Pakistan lawyer and politician

Nazmul Hoque Sarkar was a lawyer, politician, and elected member of the National Assembly of Pakistan who was killed in the Bangladesh Liberation War in 1971 and is considered a martyr in Bangladesh.

==Early life==
Sarkar was born in Harirampur, Bagha Upazila, Rajshahi District, in 1937. He graduated from Kalidaskhali School in 1952 and from Rajshahi College in 1955. He afterwards completed his Bachelor of Law degree and joined the District Bar of Rajshahi.

==Career==
Sarkar served as the general secretary of the District Bar of Rajshahi for two consecutive terms.
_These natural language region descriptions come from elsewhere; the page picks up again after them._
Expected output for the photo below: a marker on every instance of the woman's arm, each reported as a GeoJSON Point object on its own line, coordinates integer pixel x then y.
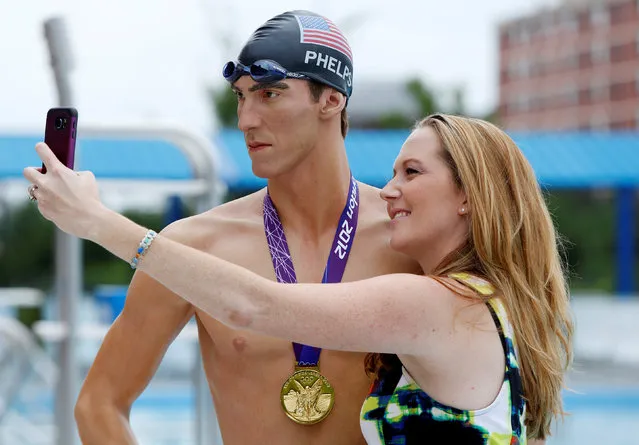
{"type": "Point", "coordinates": [401, 313]}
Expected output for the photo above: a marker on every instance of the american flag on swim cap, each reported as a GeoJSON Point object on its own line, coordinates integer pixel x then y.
{"type": "Point", "coordinates": [321, 31]}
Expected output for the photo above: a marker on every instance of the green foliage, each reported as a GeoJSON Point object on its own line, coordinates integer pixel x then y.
{"type": "Point", "coordinates": [224, 103]}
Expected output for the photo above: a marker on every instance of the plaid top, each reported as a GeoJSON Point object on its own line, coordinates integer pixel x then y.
{"type": "Point", "coordinates": [398, 412]}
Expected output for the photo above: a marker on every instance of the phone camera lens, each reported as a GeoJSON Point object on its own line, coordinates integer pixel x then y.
{"type": "Point", "coordinates": [60, 123]}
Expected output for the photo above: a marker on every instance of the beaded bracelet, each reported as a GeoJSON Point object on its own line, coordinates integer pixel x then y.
{"type": "Point", "coordinates": [142, 248]}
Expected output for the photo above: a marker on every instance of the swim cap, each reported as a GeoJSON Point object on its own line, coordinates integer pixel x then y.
{"type": "Point", "coordinates": [306, 43]}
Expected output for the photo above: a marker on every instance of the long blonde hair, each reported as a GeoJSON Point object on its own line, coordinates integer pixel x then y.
{"type": "Point", "coordinates": [512, 243]}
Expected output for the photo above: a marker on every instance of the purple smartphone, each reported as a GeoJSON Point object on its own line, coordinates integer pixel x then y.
{"type": "Point", "coordinates": [59, 134]}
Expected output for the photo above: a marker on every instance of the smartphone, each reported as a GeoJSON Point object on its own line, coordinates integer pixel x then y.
{"type": "Point", "coordinates": [60, 134]}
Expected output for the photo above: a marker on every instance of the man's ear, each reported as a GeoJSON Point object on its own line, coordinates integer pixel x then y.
{"type": "Point", "coordinates": [332, 102]}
He joined the Dhaka High Court bar in 1966. He served as the Rajshahi District vice-president and later president of the Bangladesh Awami League. In 1970, he was elected to the National Assembly of Pakistan from Rajshahi-8 constituency on an Awami League ticket. He organized the non-cooperation movement in Rajshahi in 1971.

==Death==
On 25 March 1971, at the start of Operation Searchlight and the Bangladesh Liberation War, he was taken by the Pakistan Army and was never seen again. After the independence of Bangladesh, the government established Shaheed Nazmul Hoque High School in Kadirganj in Rajshahi district in 1972. The Bangladesh Post Office released commemorative postal stamps in his name on 14 November 1998.